Strengths and Key Principles
This theme follows some of the design principles and has some of the key strengths of JMetro:
Modern look and feel;
Zero tight coupling with this library:
No new controls. “Pluggable” theme. Functionality is added “behind the curtains” to existing JavaFX controls through the Skin API (FXSkins library);
Setting and unsetting is seamless and easy (only 1 line of code) even on already existing apps that don’t use this theme;
Looks integrated on Windows (80%/90% of desktop users use Windows) also works well on other OSes;
Light and Dark versions;
Easily override and customize colors by overriding JavaFX CSS variables;
Only relies on JavaFX CSS, JavaFX API and Java code (no other “foreign technologies”);
Samples and theme tester app on samples sub-project;
Lots of real world, recognized Java apps already using it (NASA’s applications, applications used in the White House, etc, etc) (JMetro and Transit) – check the documentation page for more real world examples;
Leverages lessons learned developing JMetro theme;
I like to use the term Michael Paus (@MichaelPaus) coined when he was referring to JMetro: this is a “pluggable” JavaFX theme (like JMetro).
This means there’s zero coupling because it doesn’t define any new Controls and the developer only needs to run 1 line of code to set the theme (this is all the coupling you’ll get).
It adds features to the existing JavaFX controls that you regularly use (controls from the standard JavaFX API or from known third party libraries) by leveraging the JavaFX Skin API. This is achieved through the FXSkins library which Transit depends on.
The benefits of this approach are:
Really easy to set this theme on an existing app. You’ll have all the added features on your existing controls with almost zero effort;
Very easy to switch to another theme either because you want to set another theme on a different environment (OS, etc) or you just want to start using another theme altogether;
You’ll keep having features added to the controls you’re using in your application every time there’s a new version of this theme with new features, without the need to change any code. All you need is to update the version of Transit.
High level architecture
The Transit Theme makes use of the FXSkins library. FXSkins adds behavior to existing JavaFX Controls without the developer having to do anything, by leveraging the JavaFX Skin API. For example, one of the controls FXSkins adds features to is the Slider control. It adds a popup that fades in and out when the user drags the thumb, that popup is always located over the thumb and shows the Slider current value. It also adds a fill color to the Slider which the default JavaFX Slider doesn’t have. This is just an example, there are other controls that FXSkins adds behavior to (by setting new Skins on them).
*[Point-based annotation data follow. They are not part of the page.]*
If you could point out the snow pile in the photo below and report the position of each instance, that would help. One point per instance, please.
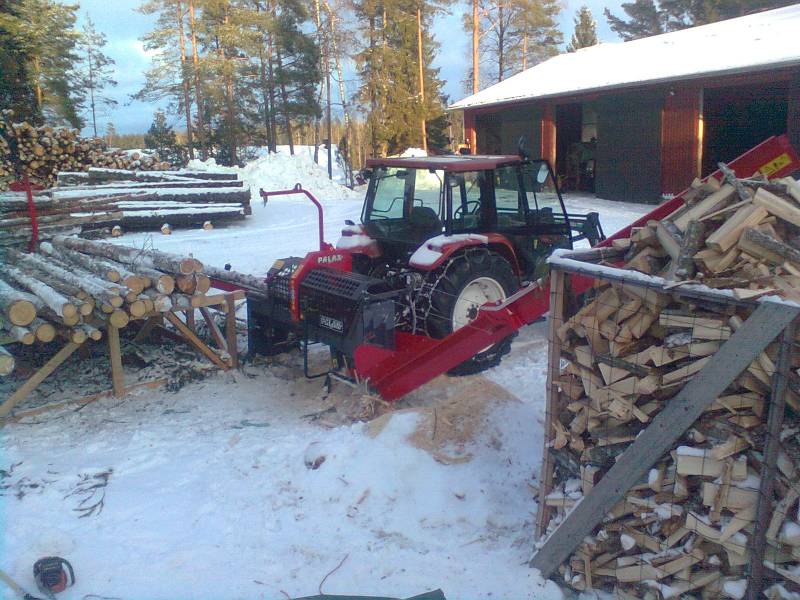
(339, 175)
(282, 172)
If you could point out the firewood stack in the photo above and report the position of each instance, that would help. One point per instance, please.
(742, 235)
(687, 528)
(44, 151)
(74, 289)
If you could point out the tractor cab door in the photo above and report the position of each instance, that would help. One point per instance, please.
(532, 188)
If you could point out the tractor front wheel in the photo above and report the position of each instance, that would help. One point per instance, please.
(459, 289)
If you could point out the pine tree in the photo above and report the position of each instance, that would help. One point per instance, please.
(585, 30)
(539, 37)
(516, 34)
(16, 91)
(111, 133)
(644, 20)
(44, 34)
(651, 17)
(96, 70)
(168, 76)
(161, 138)
(389, 66)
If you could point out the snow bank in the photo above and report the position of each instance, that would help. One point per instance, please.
(282, 172)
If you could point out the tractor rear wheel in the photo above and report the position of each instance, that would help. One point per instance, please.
(457, 291)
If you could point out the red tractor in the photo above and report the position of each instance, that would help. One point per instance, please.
(439, 238)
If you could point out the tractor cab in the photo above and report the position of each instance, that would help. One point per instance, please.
(412, 200)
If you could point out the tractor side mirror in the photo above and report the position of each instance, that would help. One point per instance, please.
(543, 174)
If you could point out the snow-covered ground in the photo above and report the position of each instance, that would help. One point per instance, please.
(211, 492)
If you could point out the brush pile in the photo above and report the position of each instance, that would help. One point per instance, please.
(42, 152)
(74, 289)
(686, 529)
(122, 201)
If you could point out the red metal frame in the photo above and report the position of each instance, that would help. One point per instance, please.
(298, 189)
Now the advantage of this architecture for the developer using the library is that you can use FXSkins independent of the Transit Theme. That is, you can have better skins with added features to your standard controls in your already existing themes without having to use the transit theme styles. Or you can even use FXSkins just as is (without any new theme), because it is already, by default, made to look good with Modena (the standard JavaFX theme). Check FXSkins documentation to learn how.
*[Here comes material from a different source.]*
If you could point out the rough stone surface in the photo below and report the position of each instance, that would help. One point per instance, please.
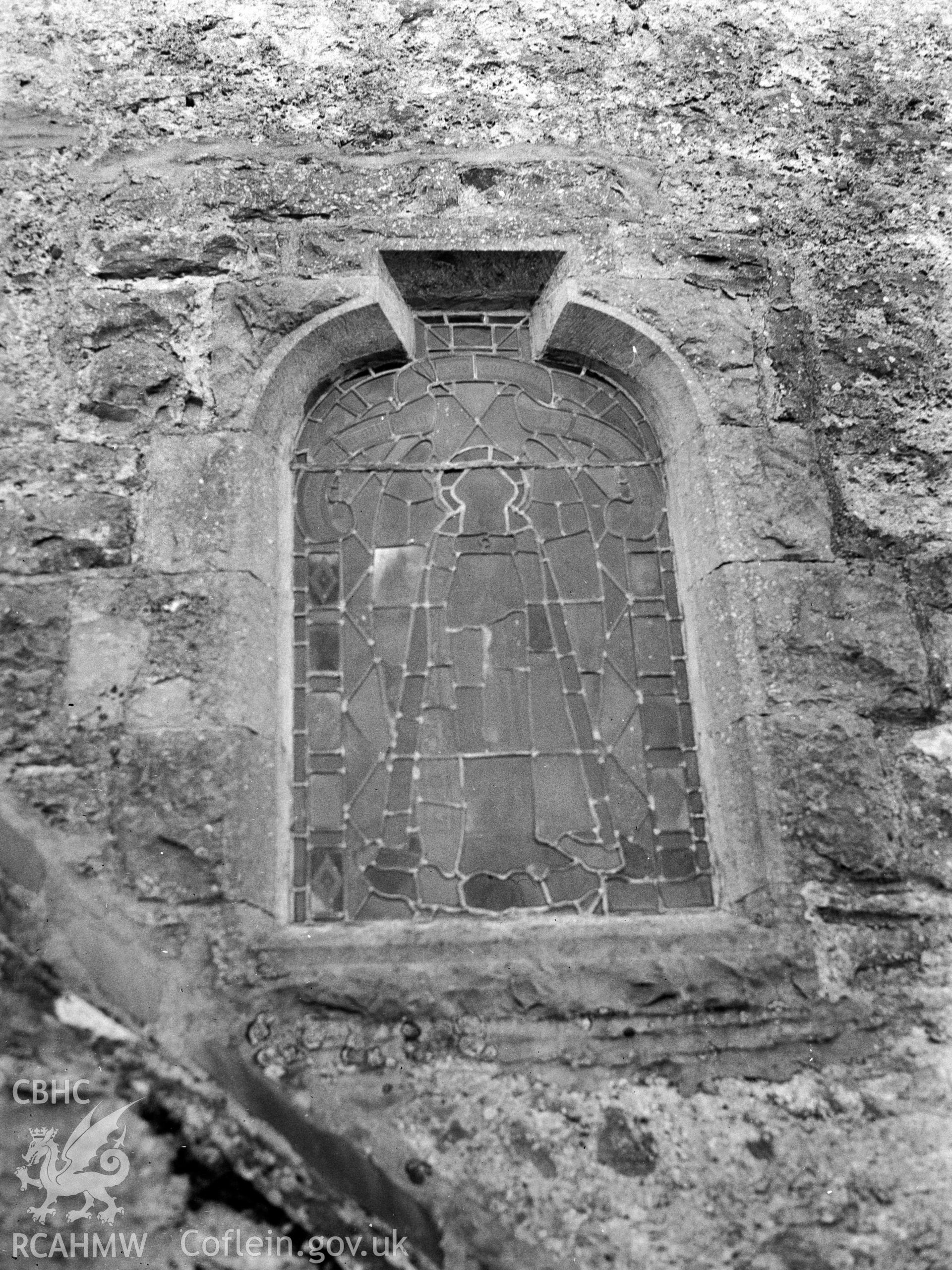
(763, 185)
Adds the CSS styles to your control to make them look more modern. It also adds some more API for added style definitions.
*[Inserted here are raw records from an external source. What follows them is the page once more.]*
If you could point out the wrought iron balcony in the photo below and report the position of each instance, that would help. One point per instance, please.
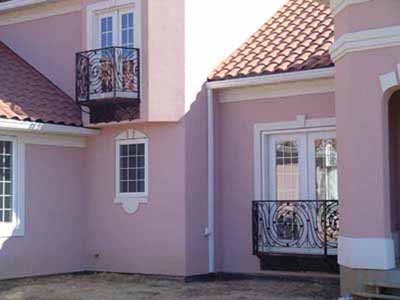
(107, 75)
(295, 227)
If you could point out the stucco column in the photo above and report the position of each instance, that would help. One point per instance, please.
(366, 240)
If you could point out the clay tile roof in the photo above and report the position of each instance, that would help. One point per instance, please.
(27, 95)
(296, 38)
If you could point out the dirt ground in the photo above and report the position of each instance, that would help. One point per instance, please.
(129, 287)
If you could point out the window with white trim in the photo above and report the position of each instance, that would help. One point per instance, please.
(132, 169)
(11, 187)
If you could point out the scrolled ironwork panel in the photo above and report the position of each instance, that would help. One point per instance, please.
(296, 225)
(112, 72)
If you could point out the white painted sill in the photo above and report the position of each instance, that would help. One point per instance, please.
(130, 203)
(11, 230)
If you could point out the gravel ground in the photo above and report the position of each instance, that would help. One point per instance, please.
(129, 287)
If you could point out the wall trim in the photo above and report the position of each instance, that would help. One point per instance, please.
(25, 13)
(273, 79)
(338, 5)
(301, 124)
(278, 90)
(390, 80)
(367, 253)
(35, 127)
(365, 40)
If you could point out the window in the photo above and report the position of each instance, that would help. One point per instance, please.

If you want the whole package, add Transit Theme as a dependency and you’ll get the styles and the added behavior on your controls (Transit Theme already depends on the FXSkins library).
New in this release
Conscious ScrollPane Skin and style
This new Skin for the ScrollPane will show the scrollbars in a minimal style with just the thumb showing. When the user mouses over the thumb the scrollbars transform to show their full UI. All of this is styleable through CSS: the minimal scrollbar visuals, the full scrollbar visuals, etc.
Compatible with latest Java LTS release and JavaFX (Java 17 and JavaFX 20)
At the moment of the writing of this post it is being built using Java 17 and JavaFX 20
Clear architectural separation between skins and theme CSS definitions
As mentioned previously there’s now a clear separation between the new skin definition and the CSS theme definition. Transit Theme depends on FXSkins library which is an entirely different library.